Theatre reviewers, movie reviewers, ballet reviewers, book reviewers, wine writers and even motoring writers differ from restaurant writers in this one important way. Sure, you buy a car or a bottle of wine, but the retail experience is never reviewed, because no one — neither the writer nor the reader — cares how the Holden dealer sells you a Commodore. It’s simply not relevant.
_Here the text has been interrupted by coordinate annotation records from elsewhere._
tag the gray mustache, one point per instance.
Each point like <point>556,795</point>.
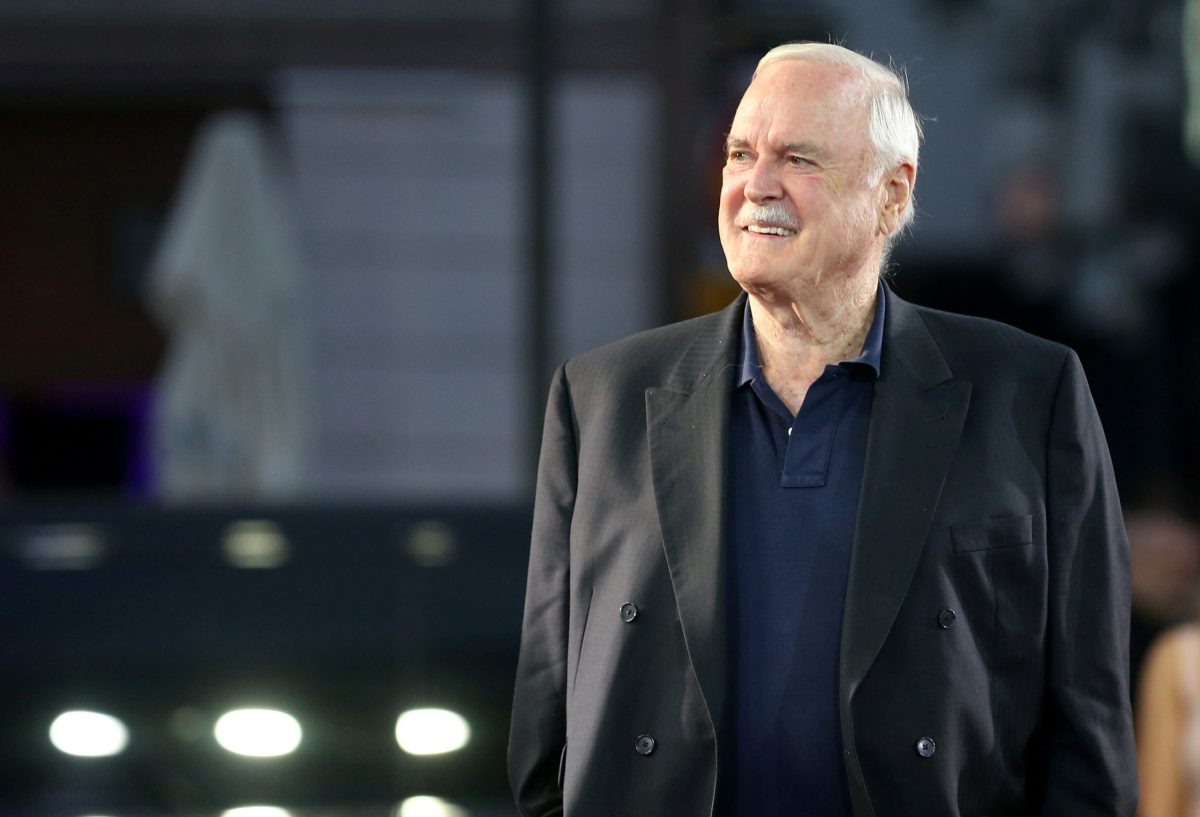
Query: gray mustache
<point>772,214</point>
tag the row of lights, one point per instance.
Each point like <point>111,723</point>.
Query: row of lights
<point>249,544</point>
<point>257,732</point>
<point>421,805</point>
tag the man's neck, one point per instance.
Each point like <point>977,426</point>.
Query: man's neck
<point>798,337</point>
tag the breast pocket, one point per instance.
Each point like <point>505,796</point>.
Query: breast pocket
<point>993,534</point>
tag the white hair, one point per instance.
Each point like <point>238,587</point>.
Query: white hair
<point>893,127</point>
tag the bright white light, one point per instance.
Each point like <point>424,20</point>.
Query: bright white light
<point>424,805</point>
<point>431,731</point>
<point>89,734</point>
<point>258,732</point>
<point>61,547</point>
<point>256,811</point>
<point>256,544</point>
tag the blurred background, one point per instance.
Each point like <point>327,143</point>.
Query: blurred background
<point>282,284</point>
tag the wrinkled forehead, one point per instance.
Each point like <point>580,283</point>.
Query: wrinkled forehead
<point>793,96</point>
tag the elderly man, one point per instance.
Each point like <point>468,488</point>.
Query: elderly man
<point>823,552</point>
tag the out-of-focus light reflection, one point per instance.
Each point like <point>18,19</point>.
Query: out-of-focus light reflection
<point>256,544</point>
<point>431,731</point>
<point>61,547</point>
<point>89,734</point>
<point>431,544</point>
<point>425,805</point>
<point>258,732</point>
<point>256,811</point>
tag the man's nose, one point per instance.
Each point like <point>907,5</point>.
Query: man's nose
<point>763,184</point>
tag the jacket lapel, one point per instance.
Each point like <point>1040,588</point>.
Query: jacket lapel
<point>688,424</point>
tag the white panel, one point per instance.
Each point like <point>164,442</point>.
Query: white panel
<point>409,186</point>
<point>606,184</point>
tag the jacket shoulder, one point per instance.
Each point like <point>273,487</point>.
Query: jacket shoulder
<point>652,354</point>
<point>970,341</point>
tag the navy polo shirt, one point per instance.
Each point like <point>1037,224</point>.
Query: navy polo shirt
<point>792,498</point>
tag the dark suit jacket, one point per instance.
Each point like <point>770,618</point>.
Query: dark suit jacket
<point>988,491</point>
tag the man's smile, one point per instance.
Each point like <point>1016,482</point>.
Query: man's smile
<point>769,229</point>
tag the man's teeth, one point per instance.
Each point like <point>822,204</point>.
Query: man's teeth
<point>771,230</point>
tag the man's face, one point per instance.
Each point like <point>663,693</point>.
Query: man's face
<point>796,210</point>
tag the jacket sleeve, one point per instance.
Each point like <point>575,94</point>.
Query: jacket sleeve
<point>538,733</point>
<point>1089,766</point>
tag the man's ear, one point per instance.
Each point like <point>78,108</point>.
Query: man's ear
<point>897,197</point>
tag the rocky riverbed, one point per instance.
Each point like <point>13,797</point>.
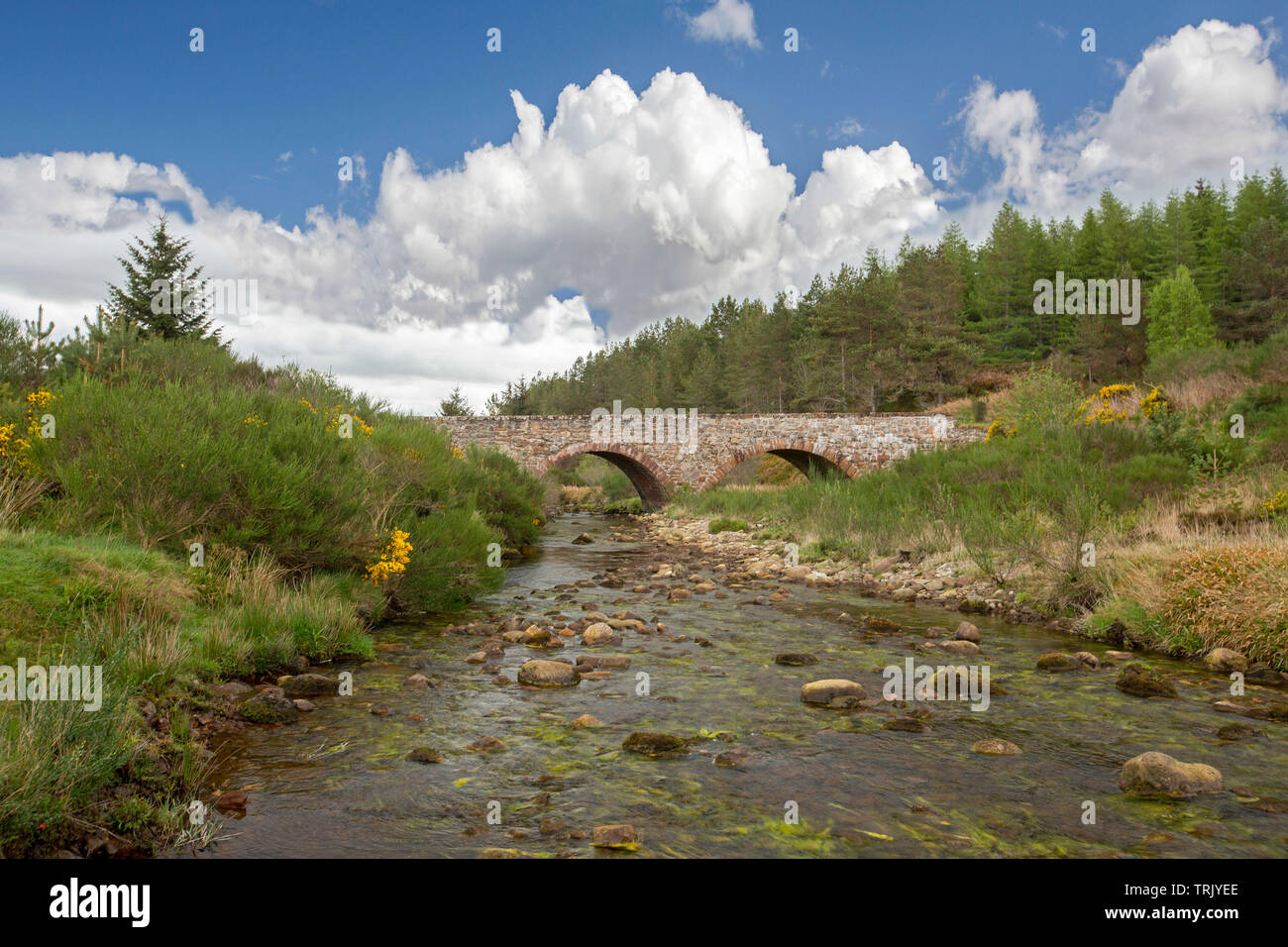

Not so for restaurants where the retail experience is what you’re buying. Which makes it one of the most compelling and fraught interactions people have with a business. Which, in turn, is why restaurant criticism has become a lightning rod for the Dissatisfied Customer and diners seeking informed recommendations.

What makes a good restaurant critic? Journalism training. The real thing: cadetships spent chasing cop stories and doing courts rounds; being sent on stories you loathed — the “death knock” was the worst — and, most importantly, having it drummed into you that it’s not about you. Which is why, in Australia, John Lethlean of The Australian and Matt Preston, formerly of The Age in Melbourne (who, one hopes, will return to restaurant writing once his Masterchef career has ended) represent all that’s good in restaurant criticism. Both of them were trained, accomplished journos before they turned their hands to restaurant writing. They are from an era when bylines were as rare as a sober sub-editor and journalism was a trade, not a glamour job.

But we are dinosaurs I suspect. Bloggers are the big news these days and much preferred by tourism bodies, restaurant owners and hotel operators because, generally speaking, they’ll write whatever you like for an ad on their website, a business class ticket, a “comped” dinner or a deluxe suite. They often see themselves as stars, too, which is why you, the reader, should be suspicious of any critic who wants to make a name for him or herself; who’s in it for the freebies, who wants to be loved by chefs and get invitations to opening nights and parties and who wants to be famous and do selfies with Heston. They have forgotten — if they ever knew in the first place — that the best journos are outriders: lone wolves of the publish-and-be-damned variety. Observers not players.

This is just the way it should be. I like the view from the metaphorical gutter. I know, too, that Lethlean and Preston both like the view from there. It’s always a more interesting aspect than that from the rear seat of a chauffeured car, if you see my laboured point.

The best restaurant critics?

The best are those who admire and respect chefs; who see commercial cookery as something noble because it brings people together and brings pleasure to people’s lives and who have that old-school journo drive to make the world a better place . . . through eating.

“The best are those who learn early to read, read and read some more, ” Perry says. “If I was advising a young journo who wanted to get into restaurant writing, I’d tell them go and read other people’s criticism, cookbooks, articles, food history; eat in a wide array of restaurants; become experienced and knowledgeable.”